詰まったけれど、何も言わないわけには行かず、引きつった笑みを浮かべて何とか答えた。
「い、いつか白馬の王子様が現れるまで……かな~?」
「……」
彼女はそれを聞いて小さくため息をつくと、またテレビに視線を戻した。
冗談のつもりだったのだ。
嫁に行くまでこの狭い家に居座ろうだなんて、本気でそんなことを考えているわけじゃないんだ、ああああ私のバカバカ!これじゃ完全に邪魔な小姑じゃないか!
しかし、いいわけができるような雰囲気ではない。もともと友好的とはいえなかった彼女の態度はもはや話しかけることさえ拒んでいるようで、私は気まずさのあまり吐きそうになった。
だめだ、弟よ、心の弱い姉を許して!
私は逃げるようにその場を去った。
あああバカバカ。私はどうしてあんなことを言ってしまったのだろう。
彼女は結婚したら、ここに住むことが決まっているのよ。決まっているというか、他に二人が夫婦として生活する場がここ以外にないらしい。
弟はよく働くほうだけど、それでも船の修理だのなんだので貯金が吹っ飛んでしまい、マンションやアパートを借りる余裕なんて無い。

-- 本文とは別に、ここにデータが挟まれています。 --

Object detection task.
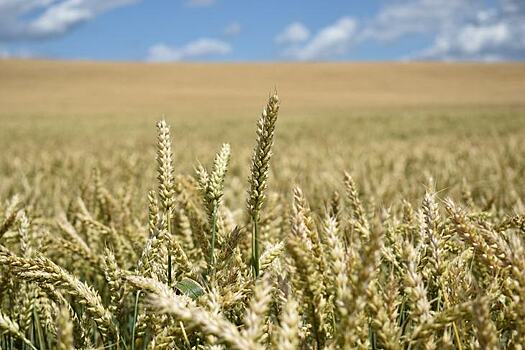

ここは小さく古い家だから、元々部屋数は少ない。こんな所じゃ生まれてくる赤ちゃんのために新しい部屋を用意してあげることもできない。
と、いうか、実は私が出て行けば部屋が一つ空くんだよね。
今回私が地元に帰ったことは確実にお嫁さんの中では計算外だよね。
私だって好きで無職になって彼氏に家財道具持ち逃げされて帰ってきたわけじゃないのよ?いずれ仕事を見つけたり結婚したりしてこの家を出るつもりではいるのよ、弟夫婦の邪魔になる気はさらさら無いんだけど、……うん、今は金も仕事も希望もないの。だから今だけ許して……!!
この地域では女の子は高校卒業後は農協か漁港か役所で働いて二十代半ばまでに嫁に行くのが『普通』だ。
私の両親だって私はきっとその路線で生きていくだろうと思っていただろうに、私は親に頼み込んで東京の大学に行かせて貰った。
それがこのオチ。情けないったらありゃしない。このままじゃ私個人が不幸なだけじゃない、「やっぱり女の子に学をつけさせても無駄。だってあそこの家の娘は……」的な実例をこの地域に残してしまい、他の若い女の子たちの進学の妨げになってしまう。
「……」
うわぁ。
よく考えると、私ってわりと……実家にとって邪魔だよね……。
布団に入って色褪せた昔のアイドルのポスターを眺めながら、私は泣き出しそうになる自分を叱咤した。
大丈夫。きっと仕事は見つかるし、結婚だって……………たぶん………できる。根拠はないけど、私を認めてくれる人はきっとどこかにいる。だって去年買った自己啓発本に書いてあったもの。望まなきゃ得られない。行動しなきゃ幸運はやってこない。ポジティブであることが成功への第一条件なのよ。